When a family came into the Central Patrol station this week to inquire about a driver’s license issue, Gina saw their 6-year-old boy didn’t have a coat. Although the family’s problem probably would best have been addressed at the Department of Motor Vehicles, one of our officers called down to Jefferson City to help make inquiries for them. While he was doing so (Gina had directed him to stall the family a bit), Gina ran out and obtained a coat for the boy. They left the station with their questions answered and a new coat, and the whole family had a new appreciation and trust for police.

Gina also got three people into substance treatment last week. As always, she is humble. She told me, “I just take advantage of what’s already available in the community and make connections for them. And how great is it that this help is coming from the place of law enforcement?”
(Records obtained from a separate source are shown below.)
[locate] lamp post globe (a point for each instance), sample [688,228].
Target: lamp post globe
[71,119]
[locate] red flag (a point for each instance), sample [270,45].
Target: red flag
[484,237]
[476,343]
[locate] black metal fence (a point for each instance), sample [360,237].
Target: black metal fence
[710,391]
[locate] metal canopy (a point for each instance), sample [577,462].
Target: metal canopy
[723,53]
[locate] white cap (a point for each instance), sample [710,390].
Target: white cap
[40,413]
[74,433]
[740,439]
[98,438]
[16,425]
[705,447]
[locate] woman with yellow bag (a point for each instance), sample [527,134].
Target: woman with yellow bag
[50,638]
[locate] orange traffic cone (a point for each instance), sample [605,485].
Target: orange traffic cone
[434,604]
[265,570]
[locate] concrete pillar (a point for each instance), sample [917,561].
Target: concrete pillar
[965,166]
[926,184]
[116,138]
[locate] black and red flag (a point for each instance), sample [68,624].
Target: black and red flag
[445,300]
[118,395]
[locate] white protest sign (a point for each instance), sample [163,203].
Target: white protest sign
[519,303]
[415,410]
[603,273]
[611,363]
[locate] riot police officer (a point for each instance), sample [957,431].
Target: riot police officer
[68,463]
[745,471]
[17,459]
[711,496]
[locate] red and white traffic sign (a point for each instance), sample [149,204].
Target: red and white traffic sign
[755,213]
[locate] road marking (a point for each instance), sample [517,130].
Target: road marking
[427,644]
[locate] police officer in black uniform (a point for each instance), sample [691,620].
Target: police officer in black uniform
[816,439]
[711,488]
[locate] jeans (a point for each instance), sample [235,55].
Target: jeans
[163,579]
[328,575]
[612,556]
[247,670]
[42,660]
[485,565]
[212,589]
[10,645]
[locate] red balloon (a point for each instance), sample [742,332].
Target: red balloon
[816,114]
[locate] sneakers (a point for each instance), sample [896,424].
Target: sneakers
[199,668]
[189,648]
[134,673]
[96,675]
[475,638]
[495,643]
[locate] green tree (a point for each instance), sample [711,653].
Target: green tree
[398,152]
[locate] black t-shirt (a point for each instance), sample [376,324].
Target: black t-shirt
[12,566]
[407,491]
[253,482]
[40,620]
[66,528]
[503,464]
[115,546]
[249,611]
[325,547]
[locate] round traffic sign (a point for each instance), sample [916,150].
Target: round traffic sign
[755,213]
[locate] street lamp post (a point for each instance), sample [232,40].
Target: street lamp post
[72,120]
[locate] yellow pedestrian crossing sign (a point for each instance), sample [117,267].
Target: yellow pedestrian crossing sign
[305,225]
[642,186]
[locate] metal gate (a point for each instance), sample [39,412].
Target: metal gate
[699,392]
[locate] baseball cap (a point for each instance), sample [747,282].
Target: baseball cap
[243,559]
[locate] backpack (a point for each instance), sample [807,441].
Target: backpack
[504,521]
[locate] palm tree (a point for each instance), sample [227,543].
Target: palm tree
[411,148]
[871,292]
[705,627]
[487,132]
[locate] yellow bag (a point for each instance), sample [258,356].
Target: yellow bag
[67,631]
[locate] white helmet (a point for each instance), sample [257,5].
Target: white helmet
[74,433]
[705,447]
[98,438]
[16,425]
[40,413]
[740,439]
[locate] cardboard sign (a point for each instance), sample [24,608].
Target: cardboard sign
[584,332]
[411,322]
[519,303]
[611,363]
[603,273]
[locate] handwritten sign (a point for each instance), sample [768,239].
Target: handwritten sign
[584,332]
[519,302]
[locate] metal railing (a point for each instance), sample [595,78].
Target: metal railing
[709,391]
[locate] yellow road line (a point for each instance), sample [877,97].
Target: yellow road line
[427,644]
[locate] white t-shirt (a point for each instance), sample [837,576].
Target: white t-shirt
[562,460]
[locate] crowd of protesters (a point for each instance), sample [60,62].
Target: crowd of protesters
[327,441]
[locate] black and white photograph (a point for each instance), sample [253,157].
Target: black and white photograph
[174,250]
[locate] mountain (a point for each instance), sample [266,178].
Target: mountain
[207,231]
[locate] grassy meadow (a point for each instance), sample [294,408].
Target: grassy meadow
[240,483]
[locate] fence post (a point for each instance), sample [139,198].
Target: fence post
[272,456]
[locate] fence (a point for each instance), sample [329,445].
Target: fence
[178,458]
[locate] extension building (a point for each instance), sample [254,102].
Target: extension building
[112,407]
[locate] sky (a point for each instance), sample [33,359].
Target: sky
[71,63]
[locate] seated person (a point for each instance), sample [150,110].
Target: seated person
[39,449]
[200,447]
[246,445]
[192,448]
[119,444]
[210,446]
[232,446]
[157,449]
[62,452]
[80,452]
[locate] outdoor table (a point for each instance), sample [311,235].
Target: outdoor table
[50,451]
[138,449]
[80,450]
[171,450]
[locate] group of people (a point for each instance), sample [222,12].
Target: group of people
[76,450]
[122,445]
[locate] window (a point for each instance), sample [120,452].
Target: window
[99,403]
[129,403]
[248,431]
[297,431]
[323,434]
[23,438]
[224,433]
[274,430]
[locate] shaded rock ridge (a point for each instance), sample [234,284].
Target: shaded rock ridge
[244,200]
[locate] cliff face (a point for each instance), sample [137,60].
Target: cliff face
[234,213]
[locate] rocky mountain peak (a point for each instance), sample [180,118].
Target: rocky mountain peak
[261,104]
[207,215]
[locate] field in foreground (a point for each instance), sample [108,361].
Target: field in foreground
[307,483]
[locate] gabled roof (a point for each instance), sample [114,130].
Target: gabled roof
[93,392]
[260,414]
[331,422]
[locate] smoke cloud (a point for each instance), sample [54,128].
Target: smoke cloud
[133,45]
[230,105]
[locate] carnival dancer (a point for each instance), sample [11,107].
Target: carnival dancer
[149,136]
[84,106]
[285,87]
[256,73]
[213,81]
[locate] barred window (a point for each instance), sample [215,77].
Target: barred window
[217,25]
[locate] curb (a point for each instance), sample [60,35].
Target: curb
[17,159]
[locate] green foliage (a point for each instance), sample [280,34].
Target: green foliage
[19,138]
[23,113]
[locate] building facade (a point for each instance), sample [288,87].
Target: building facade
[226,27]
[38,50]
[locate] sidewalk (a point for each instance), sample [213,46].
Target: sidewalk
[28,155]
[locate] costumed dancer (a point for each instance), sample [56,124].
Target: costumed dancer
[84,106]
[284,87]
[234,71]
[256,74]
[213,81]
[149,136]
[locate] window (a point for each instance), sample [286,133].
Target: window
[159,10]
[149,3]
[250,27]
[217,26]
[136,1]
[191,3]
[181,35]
That is just some of what one person did in one week in one area of the city (Central Patrol Division). Imagine what more social workers embedded with law enforcement across the city could do. We are working on funding that vision at each patrol division to create even stronger partnerships between social workers, police department members – especially community interaction officers - and our community. We are willing to forge nontraditional partnerships that work to decrease crime in our city. People who don’t have their basic needs met will always look for alternative means. The KCPD is striving to assist with those alternative means, as opposed to criminal means.